Acceptance: There’s an old saying “Suffering is pain that you have not yet accepted.” One might say “It’s fine to sit under the bodhi tree and troubleshoot self-inflicted suffering, but when you sit under the fig tree and wait for the mob with swords and clubs, that’s another matter.” Jesus and Buddha, however, are ultimately alike: nothing, for either of them—neither an angry mob nor a triad of Mara’s daughters--could change the fact that now is an acceptable time. Jesus suffered consciously, with eyes on his own heart—he was not docile--that might have proven him mentally absent from his sufferings. He wasn’t willful—self-will is a steam that eventually runs out, and the messiah would surely have leaned on his omnipotence eventually, as the wicked thief advised. Jesus accepted everything willingly and attentively. The Big Book of Alcoholics Anonymous has an oft-highlighted phrase in its dog-eared pages. “Acceptance” it says “is the answer to all of my problems today.” I read it and it solved part of my psyche’s puzzle. Now I know it’s the teaching of Jesus. It was the christ of contemplation lifted up, drawing me to himself and revealing his wisdom.

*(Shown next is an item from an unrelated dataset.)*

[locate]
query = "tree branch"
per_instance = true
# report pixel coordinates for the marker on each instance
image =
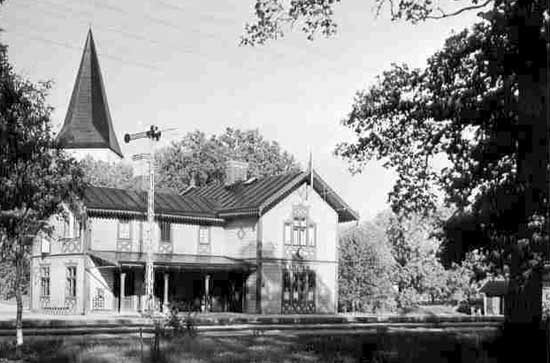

Most would say that Jesus' words from the Cross were added for effect by the gospel writer. Intellectually, I have no doubt it’s true. Intuitively, my experience of Lectio Divina renders me less certain. When a person's spent their entire lives poring over a text, its words can serve to spontaneously name emotions. For Jesus, “Eli, Eli, Lama sabachtani” could have been as spontaneous an answer to the Koan of his suffering as Chao Chou’s phrase “the oak tree in the front yard” was to the Koan “What is the meaning of Bodhidharma coming from the west?” Jesus words could very well be a proof of the quality of his attention.

Interbeing: This term was coined by Thich Nhat Hanh: it’s his simple re-working of the buddhist teaching “interdependent co-arising of cause and effect.” It calls all causality into question, for one thing. Everything’s just happening. That it’s happening because of other things is debatable at best, outright untrue at worst. For another thing, it’s why the smallest, insignificant action can be part of living consciously. Everything is contained in everything else. This is also the teaching of the Jesus portrayed in John’s latter chapters. “If you have seen me,” says Rabouni, you have seen the Father.” Later, he says “I am in the Father and the Father is in me.” Interbeing is perichoresis—the non-conflicting interrelatedness of the members of the trinity—overflowing heaven and pervading all creation. "I in them and you in me, that they may become completely one” so that the world may know that you have sent me and have loved them even as you have loved me.” Christ is in the stranger, in the breaking of the bread, in the experience of “things as they are” flowing out of contemplation. The working out of our purgatorial predicament—doing our purgatory here on earth—is the “bread to eat that you do not know” which is the will of our Father in Heaven.


When we meet God's gaze in the 5 Sense Organs of the Body of Christ, the act of bearing our own cross teaches us "The Four Humble Truths", "The Humble Tenfold Way", and the "The Four Gospel Seals."  If Jesus speaks in the symbolic language of parables, it's to lay bare what's been hidden since the foundation of the earth.  If Jesus speaks through Koans, it's in the illogical, coded silence of our own DNA.  And if the teaching of this post (and its predecessor) is true, then Christ is speaking plainly, and not in figures of speech.  All salvation hangs on cooperation with it!  Behold the Cross, indeed.